Todas as minhas mortes (Citadel, 2024) é o romance de estreia da artista Paula Klien (Rio de Janeiro, 1968), A história se desenvolve toda a partir da personagem Laví (implicitamente, La vie), que talvez seja um alter ego da autora. Aborda várias questões do universo feminino, convidando o leitor a refletir sobre a vida, a morte e o prazer.
De uma forma direta e crua, aborda temas como erotismo, sexo, paixão, amor, família, maternidade, cura e fé. Sem pudor, desafia os pudores, as convenções, os padrões, embora nada traga propriamente de novo. Sob o aspecto da riqueza ou pobreza da linguagem, é tão antigo o livro quanto a nova e sempre reincidente voga do chamado romance de autoficção, rótulo de Serge Doubrovsky (Fils, 1977), mas anterior a ele. Quase meio século depois, o gênero ganhou tal fôlego e popularidade, que fez uma das expoentes atuais, Annie Ernaux, ganhar o Nobel de Literatura (2022).
Klien consegue chamar a atenção do leitor, desde as primeiras linhas, pela sinceridade e o modo coloquial e meio debochado de expressão. Tudo isso temperado com humor. Sob a forma de um monólogo que atrai pela energia e peca pela linearidade sem requintes de boa literatura.
Se há uma arte poética na pequena morte (que remete ao orgasmo, obviamente), ela está implícita, pois não trata apenas desse tipo de morte que é o trágico fim da vida; também metáfora das adversidades que, às vezes, faz o sofrimento parecer um dos esgares da morte. Tudo a partir da vida cotidiana. O livro tenta responder afirmativamente a coisas assim, como representação singela do tão conhecido par Eros e Tanatos.
Os dois primeiros capítulos estão focados em explorar e expor o erotismo de Laví, desde a infância. Termina por lembrar, mas sendo uma versão empobrecida, da provocação feita por Hilda Hilst em O caderno rosa de Lori Lamby. A sexualidade feminina está exteriorizada de maneira franca e direta. Um livro parco em recursos de estética literária, mas intenso, e pronto para agradar ao leitor/leitora, como Cinquenta tons de cinza. Intensidade talvez seja a palavra-chave da forma como Klien articula sua história.
A autora explora com vivacidade os clichês, sem que o livro deixe de ser, ao seu modo, também um conjunto de lugares-comuns. Busca o efeito, e consegue isto, sem dúvida. Inclusive, quando explora o desconforto. Seja no rito de passagem para a vida adulta da personagem-narradora, seja nas fricções, quase sempre dolorosas, do amadurecimento.

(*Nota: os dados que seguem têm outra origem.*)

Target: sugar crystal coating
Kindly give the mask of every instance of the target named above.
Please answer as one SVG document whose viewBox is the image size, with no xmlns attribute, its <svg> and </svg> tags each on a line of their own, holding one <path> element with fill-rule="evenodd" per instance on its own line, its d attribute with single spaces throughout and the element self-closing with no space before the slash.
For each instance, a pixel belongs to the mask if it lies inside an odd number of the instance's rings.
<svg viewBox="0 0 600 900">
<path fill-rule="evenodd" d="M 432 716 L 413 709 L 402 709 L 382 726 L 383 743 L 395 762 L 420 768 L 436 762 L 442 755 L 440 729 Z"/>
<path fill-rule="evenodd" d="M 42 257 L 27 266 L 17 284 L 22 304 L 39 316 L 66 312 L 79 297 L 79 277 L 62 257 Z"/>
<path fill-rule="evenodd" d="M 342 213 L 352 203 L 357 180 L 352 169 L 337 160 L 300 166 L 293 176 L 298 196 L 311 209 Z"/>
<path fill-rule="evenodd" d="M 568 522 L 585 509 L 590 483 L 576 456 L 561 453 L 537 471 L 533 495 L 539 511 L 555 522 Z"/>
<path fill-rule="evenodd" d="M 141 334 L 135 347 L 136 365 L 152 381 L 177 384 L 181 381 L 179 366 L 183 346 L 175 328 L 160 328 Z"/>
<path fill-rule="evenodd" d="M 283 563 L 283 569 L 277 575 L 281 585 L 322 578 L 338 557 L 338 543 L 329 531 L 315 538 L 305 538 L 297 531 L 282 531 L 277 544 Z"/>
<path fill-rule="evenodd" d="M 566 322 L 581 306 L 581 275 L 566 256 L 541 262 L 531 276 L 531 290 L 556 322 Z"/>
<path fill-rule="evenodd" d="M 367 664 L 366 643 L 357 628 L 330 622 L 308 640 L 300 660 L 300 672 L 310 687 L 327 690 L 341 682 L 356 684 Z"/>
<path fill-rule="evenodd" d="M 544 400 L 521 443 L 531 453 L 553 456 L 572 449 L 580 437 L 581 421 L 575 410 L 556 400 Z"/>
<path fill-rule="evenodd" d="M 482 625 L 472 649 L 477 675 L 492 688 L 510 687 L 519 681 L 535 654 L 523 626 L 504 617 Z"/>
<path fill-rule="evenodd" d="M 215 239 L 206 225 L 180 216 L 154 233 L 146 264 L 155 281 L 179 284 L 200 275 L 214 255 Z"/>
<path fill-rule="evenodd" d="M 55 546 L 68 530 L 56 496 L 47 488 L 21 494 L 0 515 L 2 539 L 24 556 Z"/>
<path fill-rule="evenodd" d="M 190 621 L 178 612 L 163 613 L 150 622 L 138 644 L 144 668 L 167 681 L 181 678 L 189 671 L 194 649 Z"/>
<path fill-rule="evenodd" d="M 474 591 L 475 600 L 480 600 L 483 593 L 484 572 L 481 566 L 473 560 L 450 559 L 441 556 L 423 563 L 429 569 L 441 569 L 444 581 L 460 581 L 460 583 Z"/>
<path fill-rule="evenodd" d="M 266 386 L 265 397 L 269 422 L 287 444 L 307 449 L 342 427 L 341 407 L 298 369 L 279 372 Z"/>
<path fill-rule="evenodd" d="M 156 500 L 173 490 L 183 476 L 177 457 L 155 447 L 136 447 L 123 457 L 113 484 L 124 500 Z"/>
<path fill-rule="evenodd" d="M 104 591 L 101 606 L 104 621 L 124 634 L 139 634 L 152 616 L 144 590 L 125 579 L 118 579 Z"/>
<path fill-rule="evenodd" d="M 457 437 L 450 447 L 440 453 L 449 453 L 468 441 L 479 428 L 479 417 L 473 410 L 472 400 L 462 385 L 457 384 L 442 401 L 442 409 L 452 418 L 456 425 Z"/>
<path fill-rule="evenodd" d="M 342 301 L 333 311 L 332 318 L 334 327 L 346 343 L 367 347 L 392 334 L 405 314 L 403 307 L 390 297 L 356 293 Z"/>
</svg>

Uma virtude do livro é a clareza quanto à forma de expressão, pautado num certo caos dirigido. Sem perder a mão nas incoerências e contradições.
No decorrer da história, a narrativa volta ao passado com dores e perturbações vividas pela personagem, mostrando que a vida não foi fácil para ela. A autora descreve os prazeres e dores de um corpo feminino marcado pelo encontro com o sexo e a realidade (ambos sendo ao mesmo tempo vitais e mortais).
O romance parece só falar de sexo, mas faz disto apenas um pretexto para algo mais amplo: como a mulher se relaciona com o seu corpo e sua mente. A obra mostra também como Laví se reinventou e se reconstruiu, para superar ou conviver com as inquietações, ansiedades e angústias, fazendo suas escolhas e agindo para que as coisas boas prevaleçam na sua vida.